Now back to the heading. I tune into CNN (Cable News Network) fairly often. Well over a year ago a contributor with a very Irish accent caught my attention and my hearing sensor was confirmed by the visual one as a teddy bear image appeared on screen. A map of the south west with Kerry highlighted confirmed all. That was my introduction to Donie O’Sullivan. He has in the past year become a real decoration on the CNN platform. Donie first came into play as he attended some Trump rallies during the 2020 Presidential elections. On those occasions he tried to get a handle on why people favoured Trump to such a depth. While the CNN tag was like the proverbial red rag to those supporters when Donie asked a question his accent confused the subject and mellowed the interface. “You from Ireland. I’d love to go to Ireland”. I suppose some people could not feel threatened by this teddy bear correspondent. Then it all exploded. It was January 6, 2021 in the Capitol area of Washington and the ‘insurrection’ and occupation of the Capitol building by a mob. The first CNN man was already in situ…the Kerryman. He stayed as close to the fire as he could despite the calls from the top anchor newsman Wolf Blitzer to ‘be careful’. Donie was an important contributor to the CNN account of that tumultuous day.  His reputation went from near zero to hero.
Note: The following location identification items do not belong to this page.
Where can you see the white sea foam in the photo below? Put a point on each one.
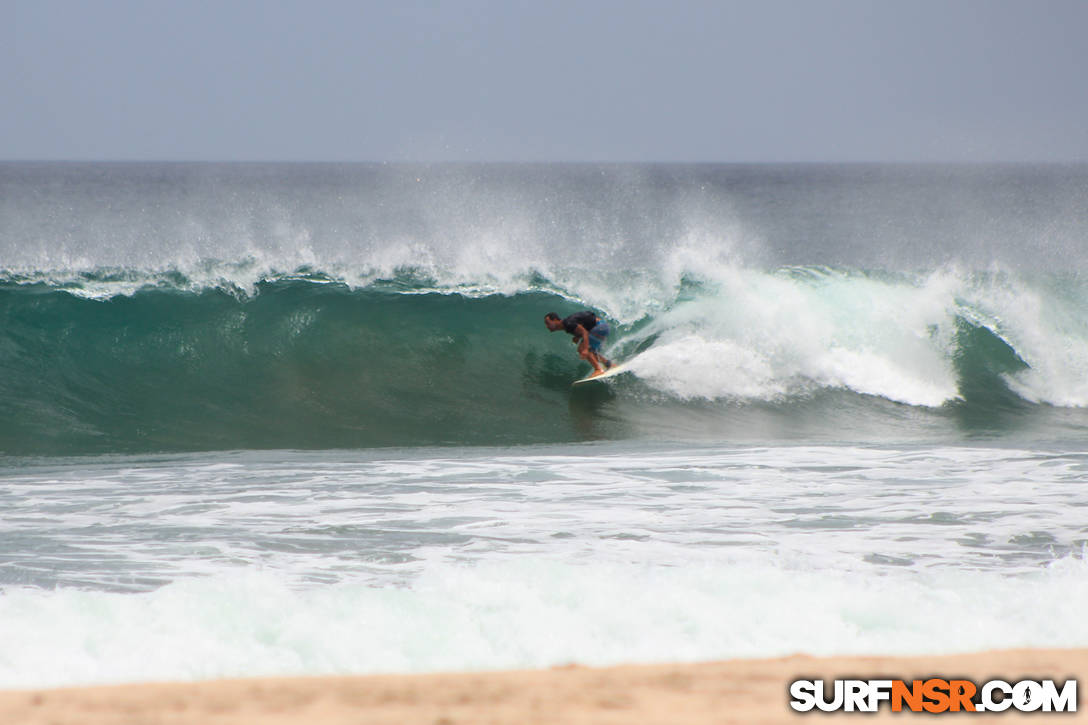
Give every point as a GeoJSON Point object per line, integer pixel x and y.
{"type": "Point", "coordinates": [526, 614]}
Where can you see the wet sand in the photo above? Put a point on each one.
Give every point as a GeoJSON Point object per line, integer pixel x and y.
{"type": "Point", "coordinates": [731, 691]}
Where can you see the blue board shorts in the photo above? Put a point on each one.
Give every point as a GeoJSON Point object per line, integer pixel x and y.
{"type": "Point", "coordinates": [597, 335]}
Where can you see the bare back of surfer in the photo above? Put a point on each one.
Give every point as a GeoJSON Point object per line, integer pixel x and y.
{"type": "Point", "coordinates": [589, 332]}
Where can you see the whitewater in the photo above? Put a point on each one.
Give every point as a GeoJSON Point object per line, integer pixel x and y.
{"type": "Point", "coordinates": [307, 418]}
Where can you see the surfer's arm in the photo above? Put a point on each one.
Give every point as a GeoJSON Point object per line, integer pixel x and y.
{"type": "Point", "coordinates": [582, 338]}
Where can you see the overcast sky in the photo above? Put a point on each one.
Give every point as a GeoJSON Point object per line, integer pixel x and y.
{"type": "Point", "coordinates": [544, 80]}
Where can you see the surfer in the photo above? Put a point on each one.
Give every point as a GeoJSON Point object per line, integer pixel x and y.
{"type": "Point", "coordinates": [589, 331]}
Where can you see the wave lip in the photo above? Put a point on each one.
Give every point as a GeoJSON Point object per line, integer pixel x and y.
{"type": "Point", "coordinates": [128, 359]}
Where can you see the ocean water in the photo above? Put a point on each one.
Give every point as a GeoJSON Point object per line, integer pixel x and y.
{"type": "Point", "coordinates": [307, 418]}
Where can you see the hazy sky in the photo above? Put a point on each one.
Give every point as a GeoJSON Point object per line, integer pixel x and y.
{"type": "Point", "coordinates": [544, 80]}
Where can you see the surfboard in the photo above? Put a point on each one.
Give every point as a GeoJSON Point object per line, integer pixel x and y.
{"type": "Point", "coordinates": [614, 370]}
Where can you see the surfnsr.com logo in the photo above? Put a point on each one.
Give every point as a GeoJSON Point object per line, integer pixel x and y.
{"type": "Point", "coordinates": [934, 696]}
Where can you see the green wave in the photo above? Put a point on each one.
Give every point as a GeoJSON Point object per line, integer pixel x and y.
{"type": "Point", "coordinates": [309, 363]}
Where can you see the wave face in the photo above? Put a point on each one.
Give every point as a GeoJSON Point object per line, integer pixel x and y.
{"type": "Point", "coordinates": [312, 363]}
{"type": "Point", "coordinates": [173, 308]}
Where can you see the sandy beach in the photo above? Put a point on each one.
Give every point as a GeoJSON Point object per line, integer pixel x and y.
{"type": "Point", "coordinates": [732, 691]}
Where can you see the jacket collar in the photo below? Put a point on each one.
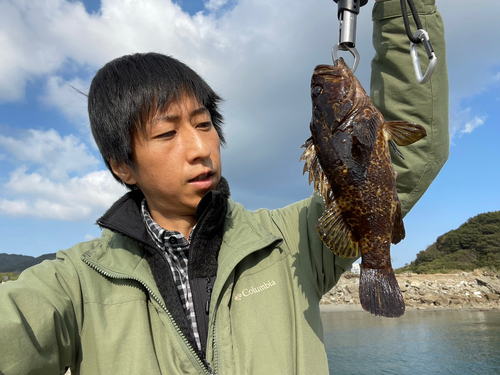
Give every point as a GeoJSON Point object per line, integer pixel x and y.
{"type": "Point", "coordinates": [125, 216]}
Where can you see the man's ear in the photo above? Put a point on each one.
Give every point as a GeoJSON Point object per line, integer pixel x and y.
{"type": "Point", "coordinates": [124, 171]}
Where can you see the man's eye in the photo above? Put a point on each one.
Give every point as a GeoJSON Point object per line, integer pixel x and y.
{"type": "Point", "coordinates": [205, 125]}
{"type": "Point", "coordinates": [166, 135]}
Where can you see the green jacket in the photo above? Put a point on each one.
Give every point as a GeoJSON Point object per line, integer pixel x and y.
{"type": "Point", "coordinates": [97, 309]}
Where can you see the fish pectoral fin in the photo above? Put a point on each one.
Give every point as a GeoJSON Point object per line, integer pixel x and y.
{"type": "Point", "coordinates": [365, 130]}
{"type": "Point", "coordinates": [404, 133]}
{"type": "Point", "coordinates": [335, 233]}
{"type": "Point", "coordinates": [316, 173]}
{"type": "Point", "coordinates": [398, 230]}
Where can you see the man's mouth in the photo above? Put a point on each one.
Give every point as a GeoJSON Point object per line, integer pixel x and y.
{"type": "Point", "coordinates": [202, 177]}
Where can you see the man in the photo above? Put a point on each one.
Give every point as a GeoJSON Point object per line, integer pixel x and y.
{"type": "Point", "coordinates": [183, 279]}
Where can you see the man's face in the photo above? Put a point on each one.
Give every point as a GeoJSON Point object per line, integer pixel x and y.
{"type": "Point", "coordinates": [178, 160]}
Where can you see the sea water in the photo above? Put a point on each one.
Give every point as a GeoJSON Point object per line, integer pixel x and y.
{"type": "Point", "coordinates": [437, 342]}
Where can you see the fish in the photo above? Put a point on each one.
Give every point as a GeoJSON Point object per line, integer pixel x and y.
{"type": "Point", "coordinates": [349, 162]}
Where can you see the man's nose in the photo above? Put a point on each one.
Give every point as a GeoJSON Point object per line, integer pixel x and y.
{"type": "Point", "coordinates": [196, 146]}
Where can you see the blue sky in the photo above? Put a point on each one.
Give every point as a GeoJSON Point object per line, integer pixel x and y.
{"type": "Point", "coordinates": [259, 56]}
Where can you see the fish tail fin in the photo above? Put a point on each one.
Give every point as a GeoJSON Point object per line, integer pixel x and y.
{"type": "Point", "coordinates": [379, 293]}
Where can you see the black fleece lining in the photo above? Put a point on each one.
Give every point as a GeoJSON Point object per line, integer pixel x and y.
{"type": "Point", "coordinates": [125, 218]}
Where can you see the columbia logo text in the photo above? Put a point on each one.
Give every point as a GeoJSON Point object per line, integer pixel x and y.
{"type": "Point", "coordinates": [254, 290]}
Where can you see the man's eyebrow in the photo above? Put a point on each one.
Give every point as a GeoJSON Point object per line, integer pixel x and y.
{"type": "Point", "coordinates": [174, 118]}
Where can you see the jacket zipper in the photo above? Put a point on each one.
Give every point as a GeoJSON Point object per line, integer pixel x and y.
{"type": "Point", "coordinates": [202, 365]}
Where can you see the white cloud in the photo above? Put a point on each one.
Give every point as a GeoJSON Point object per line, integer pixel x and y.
{"type": "Point", "coordinates": [54, 155]}
{"type": "Point", "coordinates": [42, 187]}
{"type": "Point", "coordinates": [215, 5]}
{"type": "Point", "coordinates": [473, 124]}
{"type": "Point", "coordinates": [259, 55]}
{"type": "Point", "coordinates": [465, 122]}
{"type": "Point", "coordinates": [79, 199]}
{"type": "Point", "coordinates": [63, 95]}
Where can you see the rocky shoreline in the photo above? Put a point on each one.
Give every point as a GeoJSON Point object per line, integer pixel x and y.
{"type": "Point", "coordinates": [436, 291]}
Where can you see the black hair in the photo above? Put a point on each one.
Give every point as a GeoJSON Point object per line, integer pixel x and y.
{"type": "Point", "coordinates": [129, 91]}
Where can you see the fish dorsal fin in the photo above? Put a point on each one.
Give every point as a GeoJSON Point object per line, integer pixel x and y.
{"type": "Point", "coordinates": [398, 230]}
{"type": "Point", "coordinates": [316, 173]}
{"type": "Point", "coordinates": [335, 233]}
{"type": "Point", "coordinates": [404, 133]}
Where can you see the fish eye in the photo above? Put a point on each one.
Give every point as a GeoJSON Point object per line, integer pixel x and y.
{"type": "Point", "coordinates": [316, 90]}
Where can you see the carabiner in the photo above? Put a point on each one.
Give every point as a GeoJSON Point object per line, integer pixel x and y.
{"type": "Point", "coordinates": [423, 36]}
{"type": "Point", "coordinates": [353, 51]}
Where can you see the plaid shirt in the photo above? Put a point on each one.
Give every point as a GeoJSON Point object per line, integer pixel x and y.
{"type": "Point", "coordinates": [176, 249]}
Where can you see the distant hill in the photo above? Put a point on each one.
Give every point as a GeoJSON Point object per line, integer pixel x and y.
{"type": "Point", "coordinates": [18, 263]}
{"type": "Point", "coordinates": [475, 244]}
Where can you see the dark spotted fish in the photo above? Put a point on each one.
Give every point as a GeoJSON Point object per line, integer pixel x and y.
{"type": "Point", "coordinates": [348, 159]}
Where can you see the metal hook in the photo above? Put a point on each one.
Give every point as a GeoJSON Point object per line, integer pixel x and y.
{"type": "Point", "coordinates": [424, 38]}
{"type": "Point", "coordinates": [337, 47]}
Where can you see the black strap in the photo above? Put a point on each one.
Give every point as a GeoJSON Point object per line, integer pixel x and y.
{"type": "Point", "coordinates": [407, 22]}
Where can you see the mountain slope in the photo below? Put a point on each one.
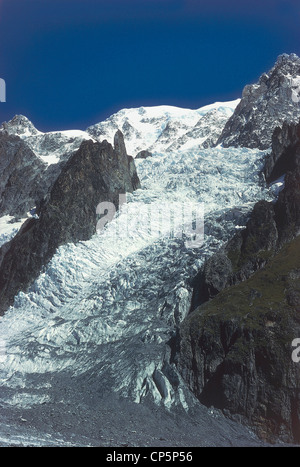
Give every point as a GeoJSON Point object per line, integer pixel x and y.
{"type": "Point", "coordinates": [166, 128]}
{"type": "Point", "coordinates": [265, 106]}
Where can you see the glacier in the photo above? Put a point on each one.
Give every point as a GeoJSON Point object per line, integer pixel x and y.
{"type": "Point", "coordinates": [99, 322]}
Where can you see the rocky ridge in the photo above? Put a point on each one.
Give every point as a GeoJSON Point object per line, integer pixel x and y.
{"type": "Point", "coordinates": [265, 105]}
{"type": "Point", "coordinates": [235, 345]}
{"type": "Point", "coordinates": [96, 172]}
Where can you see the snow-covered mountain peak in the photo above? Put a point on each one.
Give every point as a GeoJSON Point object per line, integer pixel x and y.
{"type": "Point", "coordinates": [161, 128]}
Donie’s parents returned to Ireland from the U.S. in 1977. His mother was born in Boston. The morning after the Capitol Riots Donie was the prime name on newshounds in Ireland and a TG 4 crew arrived at his parent’s house in Cahersiveen. His proud parents got the first blast of celebrity by association. Their boy had done very well. Later on a visit home, he was snapped up to do a stint on ‘The Late Late Show’ and then a full and very good documentary arrived on RTE 1 on January 4 with a repeat on the January 6th the first Anniversary of the Capitol riot.

The success happened because he was the right man in the right place at the right time. His instant stardom was the result of a maybe 15 years’ immersion in modern media and chasing his dream.

I imagine that documentary will surface again.

Epilogue

I had intended to refer to a few more items like the World Darts Championships at the Ally Pally (Alexander Palace) in London and a related piece on the EU ban on Tattoo ink but, I have to take the dog for a walk right now.

 

Stay safe. Get proper quality masks. We are not there yet.

Have a good (can one use ‘happy’ yet?) 2022.

As Dave Allen used to sign off with; “May your Gods go with you”.